Réforme du régime des catastrophes naturelles
Question de :
Mme Sylvie Tolmont
Sarthe (4e circonscription) - Socialistes et apparentés
Mme Sylvie Tolmont attire l'attention de M. le ministre de l'intérieur sur la nécessaire réforme du régime des catastrophes naturelles. Le préambule de la Constitution de 1946 a consacré, en son alinéa 12, les principes de solidarité et d'égalité de tous les citoyens devant les charges qui résultent des calamités nationales. Comme cela a justement été rappelé dans une récente mission d'information du Sénat, la France, compte tenu de sa situation géographique et du changement climatique, est particulièrement exposée à ces catastrophes naturelles, constituant autant de risques pour les personnes et les biens. Or, face à ces catastrophes, le régime d'indemnisation se révèle inadapté. En effet, sa procédure, laquelle gravite autour d'une commission interministérielle dont la composition ainsi que les critères d'appréciation apparaissent particulièrement obscurs, n'assure pas suffisamment d'équité, d'efficacité ni de transparence. Comme ailleurs, de nombreuses communes de la circonscription de Mme la députée (24 communes dans le département) n'ont pas été reconnues en état de catastrophe naturelle, privant, de fait, de nombreux concitoyens de toute possibilité d'indemnisation par leur assurance. Ces citoyens, lorsqu'ils ne sont pas directement frappés dans leur chair, voient leur foyer, fruit des économies d'une vie, gravement sinistré. Pour répondre à la nécessité de réformer ce régime d'indemnisation, une proposition de loi a été adoptée en première lecture au Sénat le 15 janvier 2020. Celle-ci apporte des modifications bienvenues et pourrait utilement être complétée, notamment, pour prendre en compte des phénomènes spécifiques, telle la sécheresse-réhydratation des sols dont les effets ont la particularité de ne pouvoir être immédiatement perceptibles ni directement imputables à un phénomène climatique. Aussi, elle souhaite savoir si le Gouvernement est favorable à une telle modification législative, laquelle s'avère aujourd'hui nécessaire pour faire évoluer les critères de reconnaissance de l'état de catastrophe naturelle et les délais pour agir. En ce sens, elle lui demande s'il accepterait d'inscrire cette proposition de loi à l'agenda de l'Assemblée nationale.

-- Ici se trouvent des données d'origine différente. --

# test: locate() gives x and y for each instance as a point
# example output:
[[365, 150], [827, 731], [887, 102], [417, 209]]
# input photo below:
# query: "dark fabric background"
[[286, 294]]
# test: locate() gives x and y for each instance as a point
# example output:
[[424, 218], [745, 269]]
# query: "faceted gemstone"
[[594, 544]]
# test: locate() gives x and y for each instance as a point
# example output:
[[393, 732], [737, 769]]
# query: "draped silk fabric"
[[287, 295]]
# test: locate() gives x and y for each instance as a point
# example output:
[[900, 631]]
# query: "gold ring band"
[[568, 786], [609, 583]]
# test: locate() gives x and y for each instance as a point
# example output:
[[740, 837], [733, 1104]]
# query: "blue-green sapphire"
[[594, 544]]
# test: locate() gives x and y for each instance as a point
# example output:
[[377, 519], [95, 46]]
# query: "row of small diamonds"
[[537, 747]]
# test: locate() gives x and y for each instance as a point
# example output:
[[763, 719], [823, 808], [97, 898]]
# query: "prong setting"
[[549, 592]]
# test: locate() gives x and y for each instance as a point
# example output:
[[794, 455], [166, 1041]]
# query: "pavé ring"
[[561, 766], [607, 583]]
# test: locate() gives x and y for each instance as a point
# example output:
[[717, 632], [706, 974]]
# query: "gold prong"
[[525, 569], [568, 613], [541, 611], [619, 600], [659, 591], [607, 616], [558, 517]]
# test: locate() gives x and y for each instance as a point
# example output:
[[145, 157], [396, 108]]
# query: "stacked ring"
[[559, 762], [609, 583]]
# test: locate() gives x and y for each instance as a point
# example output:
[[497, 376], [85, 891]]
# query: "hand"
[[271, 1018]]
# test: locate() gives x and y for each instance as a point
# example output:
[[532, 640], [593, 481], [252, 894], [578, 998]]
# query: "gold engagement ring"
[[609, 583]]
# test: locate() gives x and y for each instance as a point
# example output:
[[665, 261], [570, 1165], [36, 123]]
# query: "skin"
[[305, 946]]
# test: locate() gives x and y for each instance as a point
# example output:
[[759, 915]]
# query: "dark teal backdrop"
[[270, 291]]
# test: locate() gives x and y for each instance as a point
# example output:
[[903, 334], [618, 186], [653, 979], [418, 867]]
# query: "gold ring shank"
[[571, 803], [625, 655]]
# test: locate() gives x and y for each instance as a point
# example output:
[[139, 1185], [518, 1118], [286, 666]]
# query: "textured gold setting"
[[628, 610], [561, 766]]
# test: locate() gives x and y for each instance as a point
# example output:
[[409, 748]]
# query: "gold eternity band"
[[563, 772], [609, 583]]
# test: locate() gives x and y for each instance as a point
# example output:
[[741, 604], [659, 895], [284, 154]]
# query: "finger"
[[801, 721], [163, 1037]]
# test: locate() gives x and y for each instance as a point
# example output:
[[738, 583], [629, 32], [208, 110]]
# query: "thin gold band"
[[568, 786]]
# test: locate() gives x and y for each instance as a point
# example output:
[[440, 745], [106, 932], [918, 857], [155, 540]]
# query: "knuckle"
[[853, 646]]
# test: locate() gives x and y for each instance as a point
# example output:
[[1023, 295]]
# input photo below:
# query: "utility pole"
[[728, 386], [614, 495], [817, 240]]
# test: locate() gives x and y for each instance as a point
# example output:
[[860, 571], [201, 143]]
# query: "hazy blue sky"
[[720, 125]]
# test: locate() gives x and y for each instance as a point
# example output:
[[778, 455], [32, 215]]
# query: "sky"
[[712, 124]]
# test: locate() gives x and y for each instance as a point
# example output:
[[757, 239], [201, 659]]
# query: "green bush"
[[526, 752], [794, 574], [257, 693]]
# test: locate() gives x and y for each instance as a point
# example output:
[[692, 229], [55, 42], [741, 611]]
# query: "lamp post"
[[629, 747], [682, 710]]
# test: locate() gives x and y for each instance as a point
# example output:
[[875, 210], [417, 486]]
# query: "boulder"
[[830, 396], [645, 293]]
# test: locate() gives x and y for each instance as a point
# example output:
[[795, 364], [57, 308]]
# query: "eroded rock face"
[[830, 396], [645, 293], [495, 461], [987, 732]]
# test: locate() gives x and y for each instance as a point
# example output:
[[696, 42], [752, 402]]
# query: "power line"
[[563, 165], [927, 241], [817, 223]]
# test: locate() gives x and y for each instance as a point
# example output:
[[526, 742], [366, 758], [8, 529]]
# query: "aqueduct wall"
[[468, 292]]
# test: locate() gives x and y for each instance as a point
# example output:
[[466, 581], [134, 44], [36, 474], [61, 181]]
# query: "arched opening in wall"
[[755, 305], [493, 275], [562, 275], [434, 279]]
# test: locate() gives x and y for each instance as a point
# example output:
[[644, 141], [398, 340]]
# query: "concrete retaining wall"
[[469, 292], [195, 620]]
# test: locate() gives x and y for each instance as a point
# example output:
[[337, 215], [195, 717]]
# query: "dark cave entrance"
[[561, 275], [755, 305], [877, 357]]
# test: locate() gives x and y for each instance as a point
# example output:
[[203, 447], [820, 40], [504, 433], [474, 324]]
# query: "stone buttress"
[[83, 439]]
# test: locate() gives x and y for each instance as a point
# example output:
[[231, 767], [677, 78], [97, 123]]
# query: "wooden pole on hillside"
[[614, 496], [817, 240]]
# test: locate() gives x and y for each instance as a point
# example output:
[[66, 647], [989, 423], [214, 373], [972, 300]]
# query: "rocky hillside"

Réponse en séance, et publiée le 9 décembre 2020
RÉFORME DU RÉGIME DES CATASTROPHES NATURELLES
M. le président. La parole est à Mme Sylvie Tolmont, pour exposer sa question, n° 1078, relative à la réforme du régime des catastrophes naturelles.
Mme Sylvie Tolmont. Le préambule de la Constitution de 1946 a consacré, en son alinéa 12, les principes de solidarité et d'égalité de tous les citoyens devant les charges qui résultent des calamités nationales.
Comme cela a été rappelé dans une récente mission d'information du Sénat, notre pays, compte tenu de sa situation géographique et du changement climatique en cours, est particulièrement exposé à ces catastrophes naturelles. Or, face à celles-ci, notre régime d'indemnisation se révèle inadapté. En effet, sa procédure, qui gravite autour d'une commission interministérielle dont la composition ainsi que les critères d'appréciation apparaissent particulièrement obscurs, n'assure pas suffisamment d'équité, d'efficacité ni de transparence.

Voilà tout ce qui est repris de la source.